Definition for GUAR'AN-TY

GUAR'AN-TY, v.t. [gar'anty; Fr. garantir; It. guarentire; Arm. goaranti; W. gwarantu, from gwar, secure, smooth, or rather from gwara, to fend, to fence, the root of guard, that is, to drive off, to hold off, to stop; D. waaren, to preserve, to indemnify; Sax. werian, to defend; Eng. to ward; allied to warren, &c. See Warrant.]

  1. To warrant; to make sure; to undertake or engage that another person shall perform what he has stipulated; to oblige one's self to see that another's engagements are performed; to secure the performance of; as, to guaranty the execution of a treaty. Madison.
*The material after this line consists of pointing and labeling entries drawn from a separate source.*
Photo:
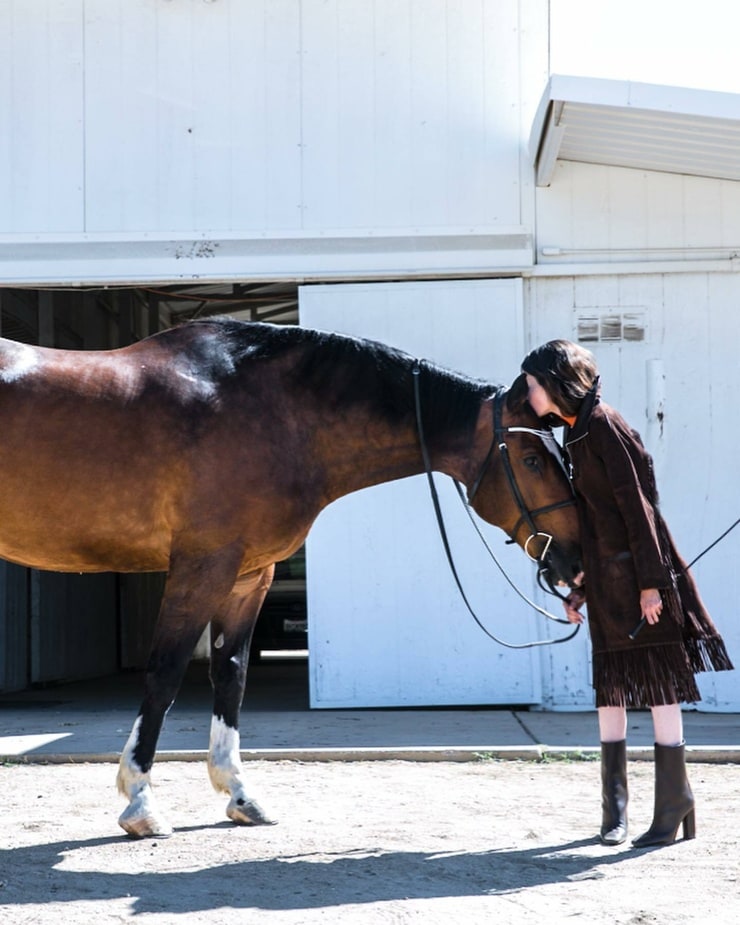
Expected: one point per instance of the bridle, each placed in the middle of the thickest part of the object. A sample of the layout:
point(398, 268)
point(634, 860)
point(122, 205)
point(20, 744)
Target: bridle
point(526, 516)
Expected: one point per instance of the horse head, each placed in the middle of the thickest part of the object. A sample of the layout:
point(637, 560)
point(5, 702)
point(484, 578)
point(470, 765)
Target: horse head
point(522, 486)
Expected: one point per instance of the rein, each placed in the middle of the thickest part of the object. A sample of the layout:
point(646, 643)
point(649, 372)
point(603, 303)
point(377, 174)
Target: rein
point(498, 442)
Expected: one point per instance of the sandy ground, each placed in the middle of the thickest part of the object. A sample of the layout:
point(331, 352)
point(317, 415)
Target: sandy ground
point(363, 842)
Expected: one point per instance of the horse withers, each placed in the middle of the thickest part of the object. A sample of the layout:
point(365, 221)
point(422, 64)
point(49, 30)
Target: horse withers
point(221, 442)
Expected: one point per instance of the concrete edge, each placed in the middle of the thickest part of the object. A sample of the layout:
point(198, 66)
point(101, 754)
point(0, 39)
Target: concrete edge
point(538, 753)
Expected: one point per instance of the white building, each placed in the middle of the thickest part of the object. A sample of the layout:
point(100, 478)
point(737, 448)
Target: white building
point(462, 202)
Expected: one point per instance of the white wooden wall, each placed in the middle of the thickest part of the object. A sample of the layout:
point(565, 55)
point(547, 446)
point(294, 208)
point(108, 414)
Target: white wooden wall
point(146, 116)
point(386, 624)
point(692, 334)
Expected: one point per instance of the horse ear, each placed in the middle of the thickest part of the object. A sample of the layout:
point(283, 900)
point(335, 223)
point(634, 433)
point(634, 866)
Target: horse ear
point(517, 394)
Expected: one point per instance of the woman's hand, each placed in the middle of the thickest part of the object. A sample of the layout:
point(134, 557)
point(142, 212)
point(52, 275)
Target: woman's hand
point(572, 604)
point(651, 605)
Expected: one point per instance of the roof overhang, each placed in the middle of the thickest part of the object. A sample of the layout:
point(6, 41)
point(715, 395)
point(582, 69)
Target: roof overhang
point(644, 126)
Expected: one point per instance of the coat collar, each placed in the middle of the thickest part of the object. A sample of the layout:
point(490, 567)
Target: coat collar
point(580, 429)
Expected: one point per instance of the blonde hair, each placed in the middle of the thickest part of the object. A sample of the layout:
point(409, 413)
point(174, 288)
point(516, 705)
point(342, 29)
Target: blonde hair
point(566, 371)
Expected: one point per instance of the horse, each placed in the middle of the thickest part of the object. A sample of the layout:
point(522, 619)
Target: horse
point(215, 445)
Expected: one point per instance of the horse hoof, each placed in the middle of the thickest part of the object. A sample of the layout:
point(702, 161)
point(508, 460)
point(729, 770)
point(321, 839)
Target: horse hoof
point(143, 826)
point(247, 812)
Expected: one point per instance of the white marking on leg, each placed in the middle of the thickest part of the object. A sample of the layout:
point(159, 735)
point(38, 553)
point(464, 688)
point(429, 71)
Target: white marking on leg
point(141, 818)
point(225, 771)
point(22, 359)
point(224, 760)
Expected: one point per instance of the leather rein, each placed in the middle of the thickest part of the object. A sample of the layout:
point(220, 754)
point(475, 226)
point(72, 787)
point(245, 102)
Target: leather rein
point(498, 443)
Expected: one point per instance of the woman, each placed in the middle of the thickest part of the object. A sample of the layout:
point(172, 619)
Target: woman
point(632, 572)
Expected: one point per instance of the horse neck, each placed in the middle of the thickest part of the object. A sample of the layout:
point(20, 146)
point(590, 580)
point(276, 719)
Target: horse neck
point(370, 452)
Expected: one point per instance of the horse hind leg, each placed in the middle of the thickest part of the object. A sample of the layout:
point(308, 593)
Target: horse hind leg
point(193, 592)
point(231, 635)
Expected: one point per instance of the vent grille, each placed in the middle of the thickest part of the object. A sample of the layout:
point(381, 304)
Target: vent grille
point(611, 327)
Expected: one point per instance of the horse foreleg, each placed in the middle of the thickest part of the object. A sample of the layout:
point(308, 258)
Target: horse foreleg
point(231, 635)
point(193, 593)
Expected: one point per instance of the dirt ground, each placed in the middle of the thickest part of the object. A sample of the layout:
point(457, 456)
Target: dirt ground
point(363, 842)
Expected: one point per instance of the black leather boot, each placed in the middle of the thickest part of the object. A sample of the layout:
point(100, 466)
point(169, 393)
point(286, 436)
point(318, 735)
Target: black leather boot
point(674, 801)
point(613, 792)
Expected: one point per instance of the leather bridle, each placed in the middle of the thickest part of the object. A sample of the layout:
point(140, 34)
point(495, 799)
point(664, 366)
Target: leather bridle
point(526, 516)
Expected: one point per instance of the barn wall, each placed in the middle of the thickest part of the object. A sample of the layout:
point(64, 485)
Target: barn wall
point(596, 214)
point(165, 139)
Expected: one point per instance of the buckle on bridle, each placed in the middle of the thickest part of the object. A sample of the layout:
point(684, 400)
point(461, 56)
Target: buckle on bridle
point(543, 555)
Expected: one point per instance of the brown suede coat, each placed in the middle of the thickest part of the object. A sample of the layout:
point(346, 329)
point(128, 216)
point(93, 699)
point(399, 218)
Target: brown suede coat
point(626, 548)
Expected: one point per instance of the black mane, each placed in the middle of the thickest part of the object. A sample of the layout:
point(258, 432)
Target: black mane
point(354, 371)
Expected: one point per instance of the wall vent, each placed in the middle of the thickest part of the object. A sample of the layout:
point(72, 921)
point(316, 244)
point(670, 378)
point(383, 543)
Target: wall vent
point(610, 327)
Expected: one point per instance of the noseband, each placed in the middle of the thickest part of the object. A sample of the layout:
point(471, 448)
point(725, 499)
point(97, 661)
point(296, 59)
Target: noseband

Hamilton.
  2. To undertake to secure to another, at all events, as claims, rights or possessions. Thus in the treaty of 1778, France guarantied to the United States their liberty, sovereignty and independence, and their possessions; and the United States guarantied to France its possessions in America. The United States shalt guaranty to every state in the Union a republican form of government. Const. of United States.
  3. To indemnify; to save harmless. Note. This verb, whether written guaranty or guarantee, forms an awkward participle of the present tense; and we cannot relish either guarantying or guaranteeing. With the accent on the first syllable, as now pronounced, it seems expedient to drop the y in the participle, and write guaranting.